Myanmar junta soldiers raped at least seven women, including one suffering from mental illness, during raids on two villages in Kani Township, Sagaing Region, in late August.
Six women aged between 25 and 40 were confirmed as being raped by soldiers during the raid on a village in the township on August 28, according to Kani’s General Strike Committee that documents human rights violations in the township. The village names were omitted to protect the victims.
During the raid, 62 female villagers were detained along with 33 males. The females were raped during supposed interrogations, Ko Pyae Aung Naing of the committee told The Irrawaddy on Tuesday.
“A woman with mental illness was raped in her house by soldiers while her elderly parents were forced out,” Ko Pyae Aung Naing said.
Five victims received medical treatment from resistance groups, according to the committee and residents.
Ko Pyae Aung Naing said there were probably other victims who did not report the attacks.
Troops from Divisions 99 and 337 and Infantry Battalion 368 released all detainees on August 29.
They burned down two buildings and furniture at the village school and around 20 million kyats worth of medicines and equipment at the village clinic which was treating residents and displaced people.
Medical equipment was dumped in wells and houses were looted.
“Our people will face these atrocities until we root out this terrorist force,” anti-regime activist Ko Pyae Aung Naing said.

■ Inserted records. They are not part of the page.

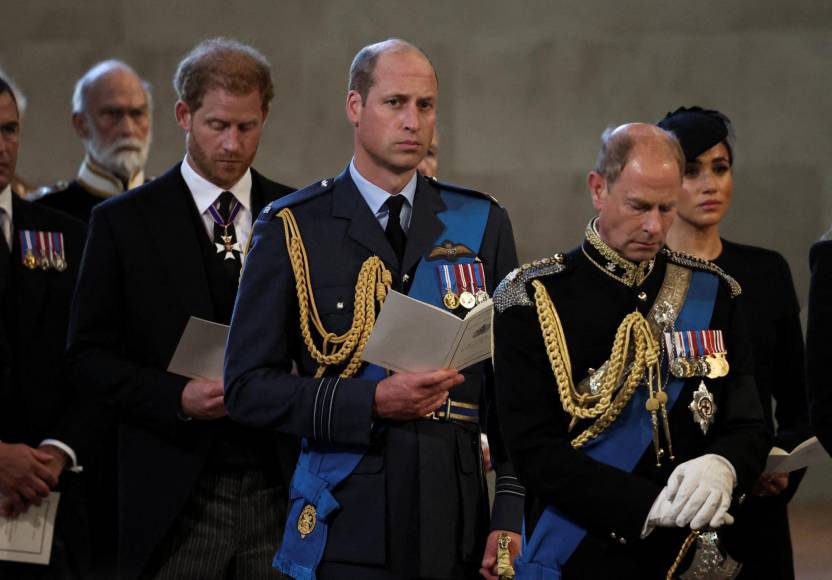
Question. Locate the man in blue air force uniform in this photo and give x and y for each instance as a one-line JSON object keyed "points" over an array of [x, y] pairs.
{"points": [[624, 384], [390, 482]]}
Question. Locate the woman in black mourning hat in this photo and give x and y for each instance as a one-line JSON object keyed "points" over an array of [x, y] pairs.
{"points": [[760, 536]]}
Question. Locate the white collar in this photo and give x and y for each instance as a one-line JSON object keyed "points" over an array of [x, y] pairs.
{"points": [[100, 181], [6, 200], [206, 193], [376, 196]]}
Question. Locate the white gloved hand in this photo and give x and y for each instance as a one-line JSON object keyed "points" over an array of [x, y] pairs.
{"points": [[654, 518], [698, 494]]}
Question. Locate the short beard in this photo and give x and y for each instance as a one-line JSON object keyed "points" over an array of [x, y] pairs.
{"points": [[123, 164]]}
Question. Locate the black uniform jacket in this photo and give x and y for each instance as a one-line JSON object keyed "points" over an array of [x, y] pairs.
{"points": [[435, 512], [34, 392], [610, 504], [37, 401], [819, 341], [143, 276], [74, 199]]}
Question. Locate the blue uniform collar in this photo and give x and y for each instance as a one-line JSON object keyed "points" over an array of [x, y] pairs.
{"points": [[376, 196]]}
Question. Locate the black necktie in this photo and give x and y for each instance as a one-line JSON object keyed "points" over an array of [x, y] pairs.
{"points": [[225, 237], [5, 253], [5, 305], [394, 232]]}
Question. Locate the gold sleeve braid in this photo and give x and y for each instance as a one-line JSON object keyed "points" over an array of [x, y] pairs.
{"points": [[371, 287], [633, 334]]}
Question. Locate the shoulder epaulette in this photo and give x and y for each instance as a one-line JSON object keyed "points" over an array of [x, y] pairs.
{"points": [[459, 189], [299, 196], [512, 290], [696, 263]]}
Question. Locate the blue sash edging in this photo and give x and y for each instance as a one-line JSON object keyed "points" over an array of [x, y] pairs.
{"points": [[322, 466], [621, 445]]}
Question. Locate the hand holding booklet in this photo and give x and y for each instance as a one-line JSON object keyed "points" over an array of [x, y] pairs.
{"points": [[810, 452], [411, 336]]}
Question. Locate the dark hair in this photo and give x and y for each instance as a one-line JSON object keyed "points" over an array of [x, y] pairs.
{"points": [[364, 64], [5, 87], [616, 148], [222, 63]]}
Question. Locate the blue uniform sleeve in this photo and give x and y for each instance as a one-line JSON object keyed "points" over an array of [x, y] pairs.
{"points": [[261, 388]]}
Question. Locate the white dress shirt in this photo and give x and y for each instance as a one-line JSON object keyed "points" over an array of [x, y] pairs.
{"points": [[376, 196], [206, 194], [6, 214]]}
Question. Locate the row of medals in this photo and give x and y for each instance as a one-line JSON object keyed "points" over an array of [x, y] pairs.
{"points": [[466, 299], [44, 262], [712, 366]]}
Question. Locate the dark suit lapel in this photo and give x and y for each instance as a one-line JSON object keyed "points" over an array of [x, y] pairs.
{"points": [[169, 215], [258, 196], [364, 228], [30, 286], [425, 227]]}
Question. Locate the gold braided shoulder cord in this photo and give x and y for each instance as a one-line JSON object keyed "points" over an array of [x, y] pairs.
{"points": [[633, 334], [374, 280]]}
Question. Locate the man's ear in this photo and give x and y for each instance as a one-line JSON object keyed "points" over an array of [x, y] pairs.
{"points": [[354, 106], [183, 115], [597, 187], [79, 123]]}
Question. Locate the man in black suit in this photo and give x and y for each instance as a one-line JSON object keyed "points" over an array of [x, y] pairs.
{"points": [[112, 114], [626, 436], [200, 497], [40, 252], [818, 342], [409, 498]]}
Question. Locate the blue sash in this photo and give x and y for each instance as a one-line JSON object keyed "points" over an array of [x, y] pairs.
{"points": [[555, 537], [322, 466]]}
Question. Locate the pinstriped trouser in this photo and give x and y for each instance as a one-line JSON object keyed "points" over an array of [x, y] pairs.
{"points": [[229, 529]]}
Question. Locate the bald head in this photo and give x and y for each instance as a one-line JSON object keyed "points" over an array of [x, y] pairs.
{"points": [[105, 73], [635, 186], [618, 143], [364, 64], [111, 110]]}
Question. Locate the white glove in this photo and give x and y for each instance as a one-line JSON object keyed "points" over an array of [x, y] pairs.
{"points": [[698, 493]]}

On August 19, a 40-year-old-woman was raped and killed by regime forces along with her mother, who was in her 70s, during a raid on another village in the township, according to residents.
Regime troops arrived in three or four helicopters to raid the village and detained numerous residents. During the raid, U Hla Ti, 78, died of exhaustion while fleeing and hundreds of civilians left their homes.

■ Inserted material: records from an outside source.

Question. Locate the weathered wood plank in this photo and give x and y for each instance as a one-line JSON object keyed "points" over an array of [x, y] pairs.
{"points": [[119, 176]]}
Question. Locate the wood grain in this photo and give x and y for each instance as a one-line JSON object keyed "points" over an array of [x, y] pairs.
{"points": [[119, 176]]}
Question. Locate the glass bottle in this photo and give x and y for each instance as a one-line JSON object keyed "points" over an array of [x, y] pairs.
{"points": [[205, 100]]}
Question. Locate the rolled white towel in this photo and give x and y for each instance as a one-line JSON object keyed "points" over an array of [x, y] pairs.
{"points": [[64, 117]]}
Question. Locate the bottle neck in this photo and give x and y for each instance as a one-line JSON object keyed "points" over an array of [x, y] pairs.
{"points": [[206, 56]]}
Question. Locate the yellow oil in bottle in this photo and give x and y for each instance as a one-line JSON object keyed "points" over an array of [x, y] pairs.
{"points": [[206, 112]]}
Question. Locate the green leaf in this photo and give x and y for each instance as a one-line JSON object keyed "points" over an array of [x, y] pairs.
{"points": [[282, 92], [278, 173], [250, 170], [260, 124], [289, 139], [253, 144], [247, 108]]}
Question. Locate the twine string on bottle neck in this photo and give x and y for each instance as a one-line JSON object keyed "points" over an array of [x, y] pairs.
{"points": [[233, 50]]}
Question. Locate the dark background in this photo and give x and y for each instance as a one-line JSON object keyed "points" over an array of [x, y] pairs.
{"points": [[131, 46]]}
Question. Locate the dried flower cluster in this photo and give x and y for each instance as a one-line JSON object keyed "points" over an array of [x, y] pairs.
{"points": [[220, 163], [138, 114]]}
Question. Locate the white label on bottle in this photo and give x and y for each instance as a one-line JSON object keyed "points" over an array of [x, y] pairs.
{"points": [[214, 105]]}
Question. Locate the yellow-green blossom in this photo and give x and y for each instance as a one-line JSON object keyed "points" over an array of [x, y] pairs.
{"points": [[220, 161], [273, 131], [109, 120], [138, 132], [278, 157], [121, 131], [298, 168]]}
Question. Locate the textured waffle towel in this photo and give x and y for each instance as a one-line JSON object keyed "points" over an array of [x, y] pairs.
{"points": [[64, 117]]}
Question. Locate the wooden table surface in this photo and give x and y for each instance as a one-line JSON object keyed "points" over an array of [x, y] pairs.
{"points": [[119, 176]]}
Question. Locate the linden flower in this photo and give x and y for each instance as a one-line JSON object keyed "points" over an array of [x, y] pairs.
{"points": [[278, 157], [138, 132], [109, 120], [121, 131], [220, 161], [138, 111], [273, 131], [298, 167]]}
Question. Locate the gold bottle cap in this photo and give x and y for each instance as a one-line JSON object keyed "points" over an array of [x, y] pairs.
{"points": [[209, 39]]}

A representative of the Kyauklonegyi People’s Defense Force, a resistance group in Kani, told The Irrawaddy on Tuesday that resistance fighters and residents found the 40-year-old’s body sitting on a village bench. Her mother’s corpse was found on a nearby garbage dump.
Medics said the daughter was raped by soldiers before being killed, the representative said. Her body was covered in wounds.
Her house and shop were burned by junta forces.
“I have no words to describe their inhumanity. Instead of fighting with the resistance, they burn civilian houses and commit rape. I am totally disgusted with their behavior,” he said.
Armed resistance against the junta started in Kani in April last year and it is a key resistance stronghold in the country.
Junta forces were accused of raping four civilians, including a child, in the township last year.
Around 43 residents were killed in four massacres during junta raids in the township in July last year.
Amid near-daily attacks from resistance groups and ethnic armed organizations, the regime has committed atrocities, including arbitrary torture and killings of civilians, burning people alive, massacres, extrajudicial killings of resistance detainees, using civilian detainees as human shields, artillery shelling and airstrikes on residential areas.